For energetic particles (∼2 MeV), we find a different behavior. The ESP feature of the profile becomes less evident and transitions into an irregular spike-like event. As noted above, the largest flux jump is at the shock ramp for Solar Orbiter, but occurs in the shock downstream for both Wind and ACE. We interpret this as an evolutionary effect of the shock, which has likely a decreased capability to accelerate particles to the highest energies at 1 AU. Thus, the high energy particles observed at 1 AU were likely accelerated at a faster rate earlier, when the shock was in the inner heliosphere, and the rate of acceleration slowed as the shock moved outward. As the high-energy particles created earlier scatter in pitch angle in the shocked plasma behind the shock, they are advect with the speed of the plasma, which is slower than the shock. Thus, their peak is behind it. In addition to this evolutionary effect, Figure 4 highlights the behavior of the peak in energetic particles, which occurs in the shock downstream. This is common for IP shocks, as recently elucidated using a large statistical set from Solar Orbiter (Trotta et al. 2025). The figure shows that a peak drifts further downstream as the shock propagates from Solar Orbiter to Wind.
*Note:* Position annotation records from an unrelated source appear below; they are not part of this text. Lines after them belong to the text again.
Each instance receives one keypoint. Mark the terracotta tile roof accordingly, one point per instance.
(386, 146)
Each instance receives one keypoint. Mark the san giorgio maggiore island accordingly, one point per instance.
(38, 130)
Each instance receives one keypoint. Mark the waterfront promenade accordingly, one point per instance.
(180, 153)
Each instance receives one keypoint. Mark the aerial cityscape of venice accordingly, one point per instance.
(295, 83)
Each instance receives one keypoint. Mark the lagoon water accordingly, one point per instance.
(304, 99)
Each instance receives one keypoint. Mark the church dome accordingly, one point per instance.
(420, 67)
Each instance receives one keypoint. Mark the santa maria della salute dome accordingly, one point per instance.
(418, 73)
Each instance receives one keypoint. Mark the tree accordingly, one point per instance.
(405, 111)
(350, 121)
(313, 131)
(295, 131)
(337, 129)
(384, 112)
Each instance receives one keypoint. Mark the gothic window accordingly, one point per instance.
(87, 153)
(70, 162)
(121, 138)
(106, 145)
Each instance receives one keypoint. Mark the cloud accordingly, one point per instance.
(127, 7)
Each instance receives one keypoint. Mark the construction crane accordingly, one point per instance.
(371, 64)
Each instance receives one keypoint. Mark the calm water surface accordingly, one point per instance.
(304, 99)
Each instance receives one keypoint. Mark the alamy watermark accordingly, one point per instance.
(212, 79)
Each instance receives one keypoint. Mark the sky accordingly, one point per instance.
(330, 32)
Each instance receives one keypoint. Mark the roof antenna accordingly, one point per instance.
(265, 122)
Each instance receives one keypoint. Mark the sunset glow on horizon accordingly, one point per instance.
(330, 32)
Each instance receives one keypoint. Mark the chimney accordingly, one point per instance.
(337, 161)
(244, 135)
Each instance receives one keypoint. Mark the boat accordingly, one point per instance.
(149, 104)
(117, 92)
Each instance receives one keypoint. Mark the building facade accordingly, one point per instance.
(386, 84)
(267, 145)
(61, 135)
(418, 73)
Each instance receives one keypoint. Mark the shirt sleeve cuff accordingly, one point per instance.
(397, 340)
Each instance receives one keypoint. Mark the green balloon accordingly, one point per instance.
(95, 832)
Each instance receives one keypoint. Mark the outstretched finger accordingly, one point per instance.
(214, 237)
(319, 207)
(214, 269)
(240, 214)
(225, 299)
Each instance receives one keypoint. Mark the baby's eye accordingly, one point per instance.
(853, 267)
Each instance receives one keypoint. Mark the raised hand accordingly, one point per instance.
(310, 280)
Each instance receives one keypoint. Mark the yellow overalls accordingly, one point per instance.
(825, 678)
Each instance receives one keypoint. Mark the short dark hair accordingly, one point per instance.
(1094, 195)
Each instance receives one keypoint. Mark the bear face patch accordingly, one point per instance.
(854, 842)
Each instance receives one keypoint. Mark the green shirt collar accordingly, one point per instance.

This important effect is mediated by the magnetic variability in the shock downstream. We propose that the drifting spike is observed through the temporary connection of the spacecraft to a portion of the shock front that efficiently produces high-energy particles, in a similar fashion to what was suggested for single-spacecraft observations by Giacalone et al. (2021), Yang et al. (2025). Thus, the shock and downstream structure appear to play a crucial role in explaining the observed intensity-time profiles of these energetic particles. A similar behavior was observed for different energy channels, but is not displayed in the figure for clarity.
Our discussion is limited by the fact that it remains based on somewhat qualitative interpretations of the observations. Together with the growing spacecraft fleet that can directly observe energetic particles in the heliosphere with a great level of detail and at separations that no single mission can achieve, this motivated us to develop a quantitative diagnostic addressing the variability in energetic particles.
The new diagnostic is presented in Figure 5, where we study the (normalized) peak correlation between particle intensity-time profiles for all the available energy channels. In this way, it is possible to construct a magic square in which well-correlated intensity-time profiles are easily identified (Figure 5 left). A similar magic square is constructed with the time lag at which the peak correlation is achieved, which helps us to identify drifting peaks and other time-shifted features of the particle profiles.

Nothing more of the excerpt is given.